Lets set the scene
So, there you are… having a UI and an entire suite of manual test cases. These tests are tedious, take forever and lets be honest…can get repetitive and boring!
My friend, you are in the frontline for automating your testing!
Tools
Lets not beat around the bush – Selenium has been around for ages. The product has had millions of users, has become a W3 standard and is launching selenium 4 pretty soon.
This is the tool for us.
There are others yes, most of which will wrap some selenium WebDriver capability into a pretty package and sell you that at a pretty penny.
Lets not get the wool pull over our eyes.
We can do the same, implement at the same level and in fact, have far greater control on our test product ….cheaper, faster, better.
Ok, before we get butterflies in our tummies over this tool, there are some pitfalls…urhgggg, of course.
Not to worry, we have help – in our demo below, I will show you how I implemented Selenide – an open source project to fill the gaps that were obvious in Selenium 3.
You can read up on the tools here:
Selenium
https://selenium.dev/downloads/
Selenide
A wrapper around selenium with a few more fluent apis for us to work with. therefore, it is my. preferred library.
Show me the baby trees(bacon is nice but baby trees are better)
Head on over to my github page and you will find a FEW implementations of UI testing,
https://github.com/suveerprithipal to find this code and more. Dont limit yourself. There are many ways of implementing this.
Here is one I’ve taken from https://github.com/suveerprithipal/selenideJava which implements Selenide.
https://github.com/suveerprithipal/selenideJava/blob/master/README.md
* @author Suveer Prithipal
public class GoogleTest {
@Test
public void googlePageTest(){
/**
No need to create a webdriver instance!
Selenide provides with easy to use API's that provide rich functionality.
On a normal day with selenium, we would need to create a webdriver instance, and bind it to a browser.
We would also need to define page elements to use them.
Selenide removes the need to do this by wrapping up that into a singe API.
Below, we use "open" to create the webdriver instance, and bind it to a class.
Passing it a class, provides the shape for the instance, giving it methods and defined functionality.
*/
GooglePage googlePage = open("http://www.google.com",GooglePage.class);
/**
Now that we have an instance of webdriver up and we are on our test app, Google.
We can then search something.
Searching for something means it will return a result.
Therefore, we need a class to take the shape of these results.
*/
SearchResultsPage searchResultsPage = googlePage.searchGoogle("selenide");
/**
Tests.
Now that we have results, we can perform tests.
Below, we use the searchResultsPage and query the class for expected results.
*/
searchResultsPage.checkResultsSize(8);
searchResultsPage.getResults().get(0).shouldHave(text("Selenide: concise UI tests in Java"));
/**
Use page object models and design patterns
This example is to demo the ease of use with Selenide.
Its important to separate out your implementation for better maintenance, easy of reading and debugging.
*/
}
}
In Code – Get going in 3 easy steps
This project is written in Java, uses the page object model and is triggered by a BDD Cucumber feature file.

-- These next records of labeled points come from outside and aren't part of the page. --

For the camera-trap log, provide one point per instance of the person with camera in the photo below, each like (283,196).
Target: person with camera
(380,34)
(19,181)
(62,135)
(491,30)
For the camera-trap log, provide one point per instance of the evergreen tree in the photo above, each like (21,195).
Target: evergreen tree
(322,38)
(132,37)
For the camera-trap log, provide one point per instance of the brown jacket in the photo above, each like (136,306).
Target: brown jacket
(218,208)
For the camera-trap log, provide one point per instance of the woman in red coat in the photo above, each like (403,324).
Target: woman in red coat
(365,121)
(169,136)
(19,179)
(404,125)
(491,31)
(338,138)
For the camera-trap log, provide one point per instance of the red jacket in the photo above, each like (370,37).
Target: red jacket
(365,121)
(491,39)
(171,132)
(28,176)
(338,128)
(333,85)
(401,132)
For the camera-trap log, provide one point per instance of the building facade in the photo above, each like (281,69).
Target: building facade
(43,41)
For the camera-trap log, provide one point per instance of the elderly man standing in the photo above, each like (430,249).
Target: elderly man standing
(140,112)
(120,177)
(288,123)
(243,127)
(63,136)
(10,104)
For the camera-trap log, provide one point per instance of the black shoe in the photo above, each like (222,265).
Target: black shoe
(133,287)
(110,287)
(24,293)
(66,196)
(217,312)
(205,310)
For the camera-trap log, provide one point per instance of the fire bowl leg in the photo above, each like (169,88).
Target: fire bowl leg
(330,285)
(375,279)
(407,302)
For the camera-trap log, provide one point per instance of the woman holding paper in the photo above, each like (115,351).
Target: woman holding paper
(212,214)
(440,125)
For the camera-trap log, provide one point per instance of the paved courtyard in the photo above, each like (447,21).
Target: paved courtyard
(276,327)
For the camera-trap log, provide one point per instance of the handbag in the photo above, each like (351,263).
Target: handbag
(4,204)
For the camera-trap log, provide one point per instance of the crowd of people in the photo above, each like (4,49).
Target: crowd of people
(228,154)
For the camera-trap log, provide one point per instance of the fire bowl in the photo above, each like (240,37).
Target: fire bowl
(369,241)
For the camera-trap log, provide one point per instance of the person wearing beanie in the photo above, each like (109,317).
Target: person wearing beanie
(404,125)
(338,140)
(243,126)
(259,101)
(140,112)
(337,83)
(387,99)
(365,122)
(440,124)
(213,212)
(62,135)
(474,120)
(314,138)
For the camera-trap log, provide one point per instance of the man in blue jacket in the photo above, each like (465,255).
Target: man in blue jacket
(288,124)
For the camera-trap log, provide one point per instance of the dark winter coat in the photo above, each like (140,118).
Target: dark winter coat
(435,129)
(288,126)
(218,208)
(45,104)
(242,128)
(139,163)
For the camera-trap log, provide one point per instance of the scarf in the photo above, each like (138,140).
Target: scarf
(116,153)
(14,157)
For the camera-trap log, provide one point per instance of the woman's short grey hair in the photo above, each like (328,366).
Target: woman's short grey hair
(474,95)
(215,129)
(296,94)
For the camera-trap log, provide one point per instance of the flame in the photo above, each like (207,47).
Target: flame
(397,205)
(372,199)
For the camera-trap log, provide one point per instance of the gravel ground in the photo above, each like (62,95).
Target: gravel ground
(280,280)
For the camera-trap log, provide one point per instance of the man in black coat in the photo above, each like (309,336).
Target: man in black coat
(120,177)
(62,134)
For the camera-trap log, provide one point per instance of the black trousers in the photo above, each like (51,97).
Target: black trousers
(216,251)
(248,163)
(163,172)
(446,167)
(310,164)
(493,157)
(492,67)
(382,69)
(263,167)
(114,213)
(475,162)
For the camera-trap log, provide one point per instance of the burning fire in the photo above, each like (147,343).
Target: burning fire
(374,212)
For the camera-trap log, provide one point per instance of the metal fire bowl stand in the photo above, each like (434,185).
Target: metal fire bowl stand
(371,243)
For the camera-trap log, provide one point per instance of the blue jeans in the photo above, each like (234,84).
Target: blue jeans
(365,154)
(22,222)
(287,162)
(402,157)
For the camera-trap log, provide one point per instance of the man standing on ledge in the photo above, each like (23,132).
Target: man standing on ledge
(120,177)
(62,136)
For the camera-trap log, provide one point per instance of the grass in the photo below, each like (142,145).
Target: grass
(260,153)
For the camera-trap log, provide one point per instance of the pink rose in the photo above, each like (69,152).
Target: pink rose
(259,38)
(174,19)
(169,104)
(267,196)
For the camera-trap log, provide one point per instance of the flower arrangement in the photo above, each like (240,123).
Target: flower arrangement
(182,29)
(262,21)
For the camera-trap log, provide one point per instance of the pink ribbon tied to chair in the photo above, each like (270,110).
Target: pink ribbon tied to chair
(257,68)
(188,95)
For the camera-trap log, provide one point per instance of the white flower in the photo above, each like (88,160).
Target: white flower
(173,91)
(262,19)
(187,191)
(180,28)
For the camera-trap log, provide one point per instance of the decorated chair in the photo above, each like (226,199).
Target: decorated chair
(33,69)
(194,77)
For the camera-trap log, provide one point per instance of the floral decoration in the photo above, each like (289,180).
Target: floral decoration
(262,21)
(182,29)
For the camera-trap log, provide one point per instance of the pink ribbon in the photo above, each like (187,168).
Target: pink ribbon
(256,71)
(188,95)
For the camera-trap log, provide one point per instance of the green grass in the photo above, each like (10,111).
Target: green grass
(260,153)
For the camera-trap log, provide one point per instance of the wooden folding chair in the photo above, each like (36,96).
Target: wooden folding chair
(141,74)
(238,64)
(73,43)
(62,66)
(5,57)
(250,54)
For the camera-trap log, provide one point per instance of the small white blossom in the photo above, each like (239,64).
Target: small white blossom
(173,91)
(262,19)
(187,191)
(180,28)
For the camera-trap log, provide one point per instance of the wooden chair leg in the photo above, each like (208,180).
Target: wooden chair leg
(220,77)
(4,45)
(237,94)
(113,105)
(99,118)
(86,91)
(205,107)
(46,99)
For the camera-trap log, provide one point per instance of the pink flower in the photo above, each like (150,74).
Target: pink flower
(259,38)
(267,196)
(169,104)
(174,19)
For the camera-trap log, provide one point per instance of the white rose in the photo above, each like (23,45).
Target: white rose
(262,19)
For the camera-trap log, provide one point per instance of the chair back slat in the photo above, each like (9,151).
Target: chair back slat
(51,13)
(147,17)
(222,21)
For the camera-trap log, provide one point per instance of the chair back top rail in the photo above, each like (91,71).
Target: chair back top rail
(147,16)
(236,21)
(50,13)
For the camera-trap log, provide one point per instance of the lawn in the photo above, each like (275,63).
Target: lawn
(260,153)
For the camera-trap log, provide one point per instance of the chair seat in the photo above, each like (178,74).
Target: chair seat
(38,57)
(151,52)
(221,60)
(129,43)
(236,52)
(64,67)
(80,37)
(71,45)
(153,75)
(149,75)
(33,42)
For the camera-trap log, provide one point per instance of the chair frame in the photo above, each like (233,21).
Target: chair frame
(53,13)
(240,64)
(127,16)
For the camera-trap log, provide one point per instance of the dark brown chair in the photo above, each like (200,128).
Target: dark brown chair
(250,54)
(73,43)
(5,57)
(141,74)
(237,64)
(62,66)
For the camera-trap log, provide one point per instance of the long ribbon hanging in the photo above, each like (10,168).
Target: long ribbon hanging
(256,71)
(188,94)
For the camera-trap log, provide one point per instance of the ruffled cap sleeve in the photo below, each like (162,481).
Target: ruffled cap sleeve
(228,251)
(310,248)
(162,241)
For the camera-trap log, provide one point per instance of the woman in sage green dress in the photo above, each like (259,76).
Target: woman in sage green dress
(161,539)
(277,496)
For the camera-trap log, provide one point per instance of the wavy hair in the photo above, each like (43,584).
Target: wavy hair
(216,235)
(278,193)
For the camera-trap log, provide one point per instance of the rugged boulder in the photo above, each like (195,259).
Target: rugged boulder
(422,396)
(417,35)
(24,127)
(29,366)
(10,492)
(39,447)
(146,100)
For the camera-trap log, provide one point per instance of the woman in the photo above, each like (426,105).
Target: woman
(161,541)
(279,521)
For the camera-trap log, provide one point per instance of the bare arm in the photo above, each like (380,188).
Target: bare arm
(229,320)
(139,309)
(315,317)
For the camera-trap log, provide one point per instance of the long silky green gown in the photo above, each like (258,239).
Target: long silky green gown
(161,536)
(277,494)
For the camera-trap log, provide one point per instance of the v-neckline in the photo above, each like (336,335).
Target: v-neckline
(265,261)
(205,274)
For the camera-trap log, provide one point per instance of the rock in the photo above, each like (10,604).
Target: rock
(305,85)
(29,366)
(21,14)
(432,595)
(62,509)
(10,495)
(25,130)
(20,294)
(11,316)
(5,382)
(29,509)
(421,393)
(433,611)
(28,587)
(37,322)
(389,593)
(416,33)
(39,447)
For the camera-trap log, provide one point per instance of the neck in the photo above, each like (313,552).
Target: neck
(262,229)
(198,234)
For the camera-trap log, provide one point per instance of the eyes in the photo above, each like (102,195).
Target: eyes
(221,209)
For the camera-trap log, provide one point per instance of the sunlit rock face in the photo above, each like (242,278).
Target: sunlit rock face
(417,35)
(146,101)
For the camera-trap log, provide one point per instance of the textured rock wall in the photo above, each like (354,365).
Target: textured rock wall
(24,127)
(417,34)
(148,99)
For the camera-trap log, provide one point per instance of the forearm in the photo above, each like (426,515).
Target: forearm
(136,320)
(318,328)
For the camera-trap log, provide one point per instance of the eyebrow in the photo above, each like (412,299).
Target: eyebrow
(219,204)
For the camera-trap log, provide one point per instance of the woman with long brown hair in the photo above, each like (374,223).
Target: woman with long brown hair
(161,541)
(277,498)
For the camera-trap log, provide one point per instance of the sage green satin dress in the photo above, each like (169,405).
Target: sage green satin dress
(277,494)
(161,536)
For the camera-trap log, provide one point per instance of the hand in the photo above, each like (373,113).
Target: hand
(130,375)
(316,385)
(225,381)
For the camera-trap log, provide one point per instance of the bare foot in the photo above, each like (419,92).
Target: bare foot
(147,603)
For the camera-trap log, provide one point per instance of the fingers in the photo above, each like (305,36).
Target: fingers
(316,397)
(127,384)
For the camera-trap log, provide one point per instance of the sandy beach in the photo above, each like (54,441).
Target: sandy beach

Learn these terms well.
Lets get into it:
Step 1: Define our Page Objects
The things you want to interact with on a page like:
- buttons
- lists
- labels
- text inputs
Step 2: Step Definition
Step definitions are the glue that will bring a workflow to your elements and bind them your feature file.
Here we chain our actions together and feed them input using our feature file.
Eg, the loginCuke() method:
- we open up the site in a web page using Selenide. A 1 liner which will handle a lot of the grunt of selenium behind the scenes.
- we then proceed to run the login method that will:
- take our input username and password from the feature file and process the login method.
Step 3: Create your feature file
Feature files are BDD scribed tests.
We write these in plain english and translate that to code…as we did above
Thats it! run your feature file and wait for the results.
You’ll see the browser opening and doing things. Screenshots are a default on failure with Selenide so you’ll have that too!
Reporting:
Reporting is a must in any project. Please have a look at my other content for more details or pursue your own.
Conclusion:
UI testing has been around for a while and is getting easier, cheaper and simpler to implement.
With the older versions selenium we had to code a lot to get a page to open, while today we can achieve this in 1 line with a very fluent api.
Write once, test 1000 times on all browsers
our tools allow us to test on all browsers and any version…. simultaneously.
A bless in the UI testing world as it allows us to drastically reduce our testing time and therefore our cost to service testing.
Writing our own frameworks gives us greater advantage in scale and capability.
Nothing is more fore-filling than overcoming a challenge by learning, trying and failing!